Jim McFadden

CS 224n Final Project

 

 

Information Extraction with Hidden Markov Models

 

 

Introduction

Information extraction is the process of extracting relations out of natural language text. For example, from the sentence, "The Palo Alto headquartered Redwood Software, Inc. has sold off its internet branch BuyStuff.com to industry giant Huge Software Company for 30 million dollars.", the relation (BuyStuff.com, Huge Software Company, Redwood Software, 30 million) could be extracted into a database with fields (Acquired Company, Buying Company, Selling Company, Dollar Amount).

A large majority of the information on the internet and even on computers in general, whether it’s in the form of web pages, emails, newsgroups, papers, or company documents, is just plain natural language text. The problem of extracting more structured information out of this data, therefore, is an important one. Creating information extraction tools would be very useful.

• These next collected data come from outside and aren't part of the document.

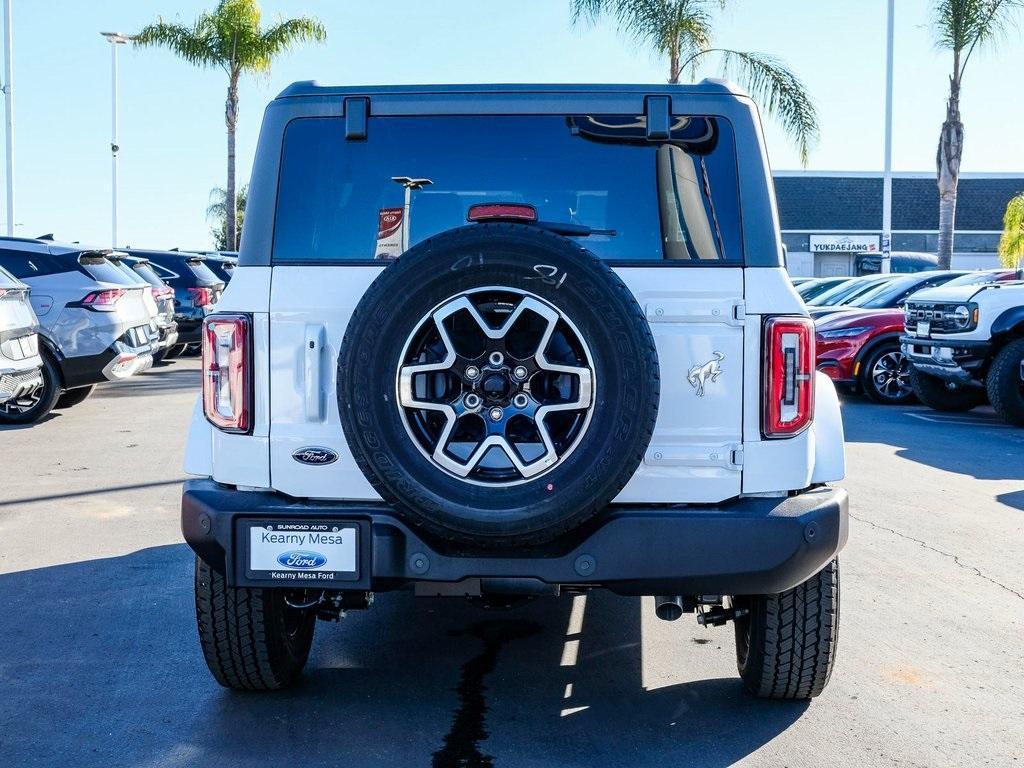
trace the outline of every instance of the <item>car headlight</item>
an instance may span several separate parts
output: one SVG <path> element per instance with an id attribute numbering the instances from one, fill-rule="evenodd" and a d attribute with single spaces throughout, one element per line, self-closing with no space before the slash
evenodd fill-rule
<path id="1" fill-rule="evenodd" d="M 953 325 L 957 328 L 966 328 L 971 324 L 971 308 L 961 304 L 949 313 L 949 319 L 953 321 Z"/>
<path id="2" fill-rule="evenodd" d="M 870 331 L 869 326 L 861 326 L 858 328 L 836 328 L 831 331 L 818 331 L 818 337 L 821 339 L 845 339 L 850 336 L 860 336 L 865 331 Z"/>

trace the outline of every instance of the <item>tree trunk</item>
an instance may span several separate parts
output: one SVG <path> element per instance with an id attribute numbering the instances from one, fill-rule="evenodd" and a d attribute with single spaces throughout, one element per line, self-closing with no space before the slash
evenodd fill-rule
<path id="1" fill-rule="evenodd" d="M 673 45 L 668 55 L 668 82 L 671 85 L 677 85 L 681 74 L 682 66 L 679 62 L 679 46 Z"/>
<path id="2" fill-rule="evenodd" d="M 939 134 L 935 170 L 939 187 L 939 269 L 953 262 L 953 233 L 956 228 L 956 188 L 960 181 L 960 159 L 964 151 L 964 124 L 960 122 L 960 56 L 954 56 L 954 75 L 949 78 L 946 120 Z"/>
<path id="3" fill-rule="evenodd" d="M 228 99 L 224 105 L 224 123 L 228 129 L 228 183 L 225 188 L 225 242 L 228 250 L 238 250 L 238 196 L 235 193 L 235 128 L 238 126 L 238 75 L 231 74 Z"/>

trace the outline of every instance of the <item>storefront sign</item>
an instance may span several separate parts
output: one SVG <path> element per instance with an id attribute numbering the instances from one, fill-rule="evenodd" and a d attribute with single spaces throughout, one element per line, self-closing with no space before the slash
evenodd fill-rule
<path id="1" fill-rule="evenodd" d="M 395 259 L 402 255 L 403 209 L 381 208 L 377 217 L 377 258 Z"/>
<path id="2" fill-rule="evenodd" d="M 811 235 L 815 253 L 878 253 L 877 235 Z"/>

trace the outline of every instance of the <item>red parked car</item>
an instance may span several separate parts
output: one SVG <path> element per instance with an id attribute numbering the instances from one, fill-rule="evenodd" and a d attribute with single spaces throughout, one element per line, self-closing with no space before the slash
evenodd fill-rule
<path id="1" fill-rule="evenodd" d="M 822 318 L 815 326 L 818 370 L 876 403 L 914 398 L 900 351 L 903 309 L 867 309 Z"/>

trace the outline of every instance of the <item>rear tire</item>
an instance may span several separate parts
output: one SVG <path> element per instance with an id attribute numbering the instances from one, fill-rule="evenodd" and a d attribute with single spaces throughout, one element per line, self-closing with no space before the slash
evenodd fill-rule
<path id="1" fill-rule="evenodd" d="M 35 424 L 49 415 L 60 397 L 62 382 L 57 361 L 41 350 L 43 386 L 28 397 L 0 403 L 0 424 Z"/>
<path id="2" fill-rule="evenodd" d="M 1009 424 L 1024 427 L 1024 339 L 1011 341 L 992 361 L 986 379 L 988 400 L 996 413 Z"/>
<path id="3" fill-rule="evenodd" d="M 763 699 L 812 699 L 828 685 L 839 639 L 839 561 L 779 595 L 733 599 L 736 666 Z"/>
<path id="4" fill-rule="evenodd" d="M 316 614 L 291 608 L 280 589 L 229 587 L 196 558 L 196 620 L 206 665 L 237 691 L 291 685 L 306 666 Z"/>
<path id="5" fill-rule="evenodd" d="M 70 408 L 73 405 L 78 405 L 80 402 L 85 400 L 92 391 L 96 389 L 95 384 L 90 384 L 87 387 L 75 387 L 64 392 L 59 398 L 57 398 L 57 404 L 54 408 Z"/>
<path id="6" fill-rule="evenodd" d="M 163 359 L 173 360 L 174 358 L 178 357 L 184 349 L 184 344 L 175 344 L 173 347 L 168 347 L 167 349 L 164 350 Z"/>
<path id="7" fill-rule="evenodd" d="M 985 402 L 985 393 L 961 384 L 947 384 L 942 379 L 910 369 L 910 386 L 924 405 L 936 411 L 963 413 Z"/>

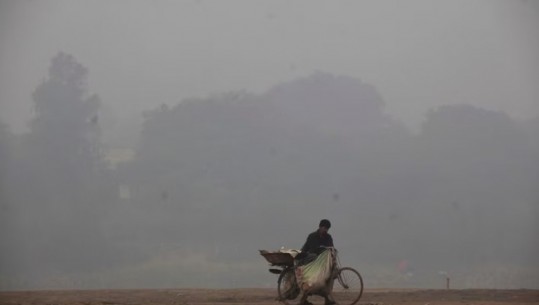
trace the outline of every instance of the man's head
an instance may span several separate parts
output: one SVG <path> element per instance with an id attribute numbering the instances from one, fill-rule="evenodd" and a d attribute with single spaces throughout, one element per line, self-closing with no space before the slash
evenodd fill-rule
<path id="1" fill-rule="evenodd" d="M 320 225 L 318 225 L 318 230 L 320 233 L 325 234 L 328 232 L 329 228 L 331 228 L 331 222 L 327 219 L 320 220 Z"/>

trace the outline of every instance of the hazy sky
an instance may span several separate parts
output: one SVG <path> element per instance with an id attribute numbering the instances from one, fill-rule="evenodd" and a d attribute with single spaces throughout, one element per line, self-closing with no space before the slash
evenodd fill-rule
<path id="1" fill-rule="evenodd" d="M 118 119 L 317 70 L 376 86 L 412 127 L 451 103 L 539 114 L 539 1 L 0 0 L 0 119 L 14 130 L 59 51 Z"/>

The goal of this project was to create the best information extraction tool I could. As a starting point, I used the three papers that were handed out in class. The most appealing approach to me was to build a maximum entropy model. These models allow the use of arbitrary features. For example, part of speech information can be combined with extraction patterns. For the sake of simplicity and for ease of implementation, I decided to build a Hidden Markov Model instead. Compared to Maximum Entropy Models, Hidden Markov Models are not quite as versatile but easier to implement.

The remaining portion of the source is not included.